Birkaç ay
önce, can dostum Yücel DOĞANŞAHİN’in anısına çıkarmış olduğum “Can’ım Tenimden
Ayrıldı” adlı kitabım hakkında “İnsan
kendini bulduğu kalbe bağlanır…” başlığıyla yorumlarını yazarak yollamış ve
bu köşede yer verdiğim değerli eğitimci Kevser İpek DEMİRTAŞ bu defa da “Bu
Hayatta Ben de VARIM” adlı kitabımı okuduktan sonra duygu ve düşüncelerini “Kelebek Düşleri” başlığı ile yazarak
yolladı.
Zaman
ayırıp kitaplarımı okuduktan sonra duygu ve düşüncelerini “Ben öğrenciyken Ali
Haydar KOYUN’un sokaklarda bütün sokaklar onunmuş gibi bir başbakan edasıyla yürüdüğünü
duyumsardım. Yakışıyordu. Vallahi... Neden olmasın.” sözleriyle samimi bir
şekilde tüm içtenliğiyle yazıya dökerek yollaması beni çok mutlu etti.

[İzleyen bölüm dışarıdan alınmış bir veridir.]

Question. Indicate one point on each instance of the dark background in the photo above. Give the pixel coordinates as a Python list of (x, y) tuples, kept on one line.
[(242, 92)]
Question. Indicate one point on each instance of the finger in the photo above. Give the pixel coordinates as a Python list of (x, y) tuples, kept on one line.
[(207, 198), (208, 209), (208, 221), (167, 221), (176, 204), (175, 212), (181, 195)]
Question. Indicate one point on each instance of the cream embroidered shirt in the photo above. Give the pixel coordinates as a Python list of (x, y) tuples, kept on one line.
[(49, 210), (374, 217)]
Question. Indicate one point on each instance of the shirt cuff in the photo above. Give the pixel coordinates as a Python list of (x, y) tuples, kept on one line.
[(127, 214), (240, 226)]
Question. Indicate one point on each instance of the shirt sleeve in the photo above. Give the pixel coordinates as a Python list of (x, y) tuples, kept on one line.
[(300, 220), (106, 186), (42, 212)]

İnsan onuruna yaraşır engelsiz bir dünya, bir Türkiye ve bir Malatya’da engelsizce bir hayat yaşamak amacıyla Türkiye Sakatlar Derneği Malatya Şubesi çatısı altında örgütlü olarak vermiş olduğumuz haklı ve onurlu yaşam mücadelesi döneminde üniversitede öğrencilik yaptığını öğrenmiş olduğum Kevser İpek Hanıma duygularını kaleminin imbiğinden geçirip kelime olarak can vererek yolladığı için kendisine teşekkür ediyor, sevgiyle ve dostça selamlıyorum.
“Kelebek Düşleri”
“Kaplumbağalar
da Uçar” filminde “Beni ağlatmayın çünkü gözyaşlarımı silecek ellerim bile yok”
diyordu. Bir keder nasıl anlatılırın cümlesi kabilinde olan bu sözle okudum
engelli engelsiz herkesin sesi olan aktivist yazar Ali Haydar KOYUN’un, “Bu
Hayatta Ben ‘DE’ Varım” kitabını. Okurken kâh ağladım, kâh güldüm. Ama en çok
tehlikeli ve çileli bir iş olan düşünme eyleminde bulundum. Düşüncenin
ulaşabileceği son nokta olan hayret duygusuyla kitabın başlığındaki “DE”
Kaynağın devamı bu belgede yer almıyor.